I want to address only the concern that joining to mutiple tables will casue a performance hit. Do not be afraid to normalize because you will have to do joins. Joins are normal and expected in relational datbases and they are designed to handle them well. You will need to set PK/FK relationships (for data integrity, this is important to consider in designing) but in many databases FKs are not automatically indexed. Since they wil be used in the joins, you will definitelty want to start by indexing the FKS. PKs generally get an index on creation as they have to be unique. It is true that datawarehouse design reduces the number of joins, but usually one doesn't get to the point of data warehousing until one has millions of records needed to be accessed in one report. Even then almost all data warehouses start with a transactional database to collect the data in real time and then data is moved to the warehouse on a schedule (nightly or monthly or whatever the business need is). So this is a good start even if you need to design a data warehouse later to improve report performance.

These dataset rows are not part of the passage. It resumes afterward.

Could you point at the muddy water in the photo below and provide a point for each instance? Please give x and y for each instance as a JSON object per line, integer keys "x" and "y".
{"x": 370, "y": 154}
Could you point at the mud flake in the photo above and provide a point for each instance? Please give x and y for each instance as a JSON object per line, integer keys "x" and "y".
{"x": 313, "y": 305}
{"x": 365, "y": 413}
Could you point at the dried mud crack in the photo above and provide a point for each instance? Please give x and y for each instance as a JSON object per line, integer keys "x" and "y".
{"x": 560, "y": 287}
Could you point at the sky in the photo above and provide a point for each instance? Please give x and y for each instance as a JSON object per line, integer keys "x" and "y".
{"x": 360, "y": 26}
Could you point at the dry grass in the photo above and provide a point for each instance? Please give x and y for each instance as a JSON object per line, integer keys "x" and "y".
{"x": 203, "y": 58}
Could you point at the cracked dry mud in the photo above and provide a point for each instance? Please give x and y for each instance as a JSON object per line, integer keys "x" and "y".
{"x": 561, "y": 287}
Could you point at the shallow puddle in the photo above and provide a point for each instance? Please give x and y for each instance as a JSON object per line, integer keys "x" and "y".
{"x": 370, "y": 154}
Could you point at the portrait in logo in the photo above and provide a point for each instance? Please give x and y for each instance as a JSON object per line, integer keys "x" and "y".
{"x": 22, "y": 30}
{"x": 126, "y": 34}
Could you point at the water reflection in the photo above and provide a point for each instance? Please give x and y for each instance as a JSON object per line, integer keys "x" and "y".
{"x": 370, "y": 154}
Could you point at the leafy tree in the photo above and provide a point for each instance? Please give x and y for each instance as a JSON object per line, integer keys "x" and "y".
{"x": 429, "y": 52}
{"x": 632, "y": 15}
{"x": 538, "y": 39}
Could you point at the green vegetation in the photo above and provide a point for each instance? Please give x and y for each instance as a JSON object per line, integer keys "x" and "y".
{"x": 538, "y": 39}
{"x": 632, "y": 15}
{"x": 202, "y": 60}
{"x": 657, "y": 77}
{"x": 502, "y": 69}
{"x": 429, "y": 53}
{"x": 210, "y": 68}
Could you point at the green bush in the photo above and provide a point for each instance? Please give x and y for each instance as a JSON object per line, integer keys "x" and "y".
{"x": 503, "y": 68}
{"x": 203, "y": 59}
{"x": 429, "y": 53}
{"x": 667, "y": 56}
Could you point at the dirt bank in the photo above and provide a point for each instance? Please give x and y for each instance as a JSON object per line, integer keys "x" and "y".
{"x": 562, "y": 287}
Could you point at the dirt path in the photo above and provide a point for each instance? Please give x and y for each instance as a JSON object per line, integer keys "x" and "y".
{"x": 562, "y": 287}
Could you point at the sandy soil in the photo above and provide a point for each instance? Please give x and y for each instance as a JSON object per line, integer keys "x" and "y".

我不得不说你的设计对于一个计算机科学的大一学生来说是令人印象深刻的。


顺便说一句,值得注意的是,如果您已经在生成csv并希望将它们加载到mySQL数据库中,load DATA LOCAL INFILE是您最好的朋友:http://dev.mysql.com/doc/refman/5.1/en/load-data.html。Mysqlimport也值得一看,它是一个命令行工具,基本上是一个装载数据文件的漂亮包装器。


我想到了几件事:

The tables seemed geared to reporting, but not really running the business. I would think when a client signs up, there's essentially an order being placed for the client attending a list of sessions, and that order might be for multiple employees in one company. It would seem an "order" table would really be at the center of your system and driving your data capture and eventual reporting. (Compare the paper documents you've been using to run the business with your database design to see if there's a logical match.) Companies often don't have divisions. Employees sometimes change divisions/departments, maybe even mid-session. Companies sometimes add/delete/rename divisions/departments. Make sure the possible realtime changing contents of your tables doesn't make subsequent reporting/grouping difficult. With so much contact data split over so many tables, you might have to enforce very strict data entry validation to keep your reports meaningful and inclusive. Eg, when a new client is added, making sure his company/division/department/city match the same values as his coworkers. The "packs" concept isn't clear at all. Since you indicate it's a small business, it would be surprising if performance would be an issue, considering the speed and capacity of current machines.